Но это сейчас. А тогда, в начале 80-ых, к прочим унижениям добавилось еще одно, куда более оскорбительное. Именно в 80-ые растаяла последняя иллюзия, связывавшая меня с Россией, – иллюзия моей принадлежности к русской культуре. Я мог ужиться с «трамвайным» юдофобством, с антисемитизмом властей и с сопутствующими этому ограничениями. Но «культурный» антисемитизм был для меня решительно непереносим.
Знаю, многие двуногие со мной не согласятся. «Почему ты позволяешь другим определять свою идентичность? – скажут они. – Ну да, эти сволочи кричат тебе, что ты чужой. Ну и пусть — сам-то ты знаешь, что ты — свой…»
Нет, — отвечу я, — не знаю. Мне кажется унизительной необходимость доказывать другим собственное родство. А унижения, как вы помните, я не переношу органически. Тем более что крикуны оказались правы, низкий им поклон. По-настоящему «своим» я почувствовал себя только в Израиле. Нужно ли объяснять, что вопрос о выборе нового местожительства практически не стоял. Штаты, которые тогда еще были доступны, стали бы для меня всего лишь улучшенной версией пройденного. Да, к моменту отъезда из России (сентябрь 89-го) мое унижение было полностью обнажено и выставлено на мороз; в Америке я, без сомнения, смог бы обернуть его несколькими уютными слоями ваты. Но я не искал амбулаторного лечения своих болячек – мне хотелось раз и навсегда вырезать из души эту пакость.

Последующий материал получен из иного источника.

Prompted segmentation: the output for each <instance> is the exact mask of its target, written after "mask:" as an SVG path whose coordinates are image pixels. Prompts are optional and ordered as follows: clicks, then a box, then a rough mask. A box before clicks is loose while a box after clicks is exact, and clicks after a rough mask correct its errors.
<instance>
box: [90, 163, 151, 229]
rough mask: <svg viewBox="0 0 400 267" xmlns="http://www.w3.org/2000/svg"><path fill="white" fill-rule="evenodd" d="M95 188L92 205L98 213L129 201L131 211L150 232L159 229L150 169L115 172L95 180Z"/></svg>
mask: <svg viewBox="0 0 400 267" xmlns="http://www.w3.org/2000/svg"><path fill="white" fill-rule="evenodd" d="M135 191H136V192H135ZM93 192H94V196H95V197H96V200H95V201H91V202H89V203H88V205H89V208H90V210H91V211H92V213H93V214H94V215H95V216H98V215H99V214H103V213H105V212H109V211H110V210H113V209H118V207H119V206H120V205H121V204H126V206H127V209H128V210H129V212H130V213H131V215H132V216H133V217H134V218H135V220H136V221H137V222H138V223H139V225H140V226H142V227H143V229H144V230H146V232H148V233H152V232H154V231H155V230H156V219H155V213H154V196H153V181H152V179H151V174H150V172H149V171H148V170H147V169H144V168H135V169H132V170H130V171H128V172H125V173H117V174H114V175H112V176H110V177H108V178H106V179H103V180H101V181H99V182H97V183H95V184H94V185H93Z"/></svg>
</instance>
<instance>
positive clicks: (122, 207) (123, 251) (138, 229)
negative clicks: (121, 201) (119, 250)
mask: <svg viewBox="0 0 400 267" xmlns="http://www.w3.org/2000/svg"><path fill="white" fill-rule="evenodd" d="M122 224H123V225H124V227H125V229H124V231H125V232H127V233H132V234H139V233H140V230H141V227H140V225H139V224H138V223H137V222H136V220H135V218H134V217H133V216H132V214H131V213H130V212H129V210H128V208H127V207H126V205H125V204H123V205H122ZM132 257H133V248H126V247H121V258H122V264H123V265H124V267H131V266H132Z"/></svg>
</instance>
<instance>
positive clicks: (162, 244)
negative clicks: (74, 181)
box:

И я счастлив, что поступил именно так. Начинать с нуля было нелегко, но безумно интересно. Был Иерусалим – город, настолько насыщенный совершенной полнотой, что расщепленные души не в состоянии вынести его присутствия. Была Нетания – курортная расслабуха у моря. А накануне праздника Песах 91-го года мы окончательно переехали в Бейт-Арье – небольшое самарийское поселение километрах в двадцати к северо-востоку от аэропорта Бен-Гурион. Жили в асбестовом вагончике и строили дом. Я работал техником по персоналкам, разъезжал по всей стране, знакомился с ней, с ее людьми, с их неподражаемым философским юмором, их музыкой, их фобиями и привязанностями. К счастью, не обошла меня и армия: тот, кто хочет по-настоящему понять израильскую жизнь, должен обязательно посмотреть на нее из Цахала.
Писать я начал с газетной публицистики в 2002-ом, не раньше. Тут-то и закончилась моя биография — началась библиография.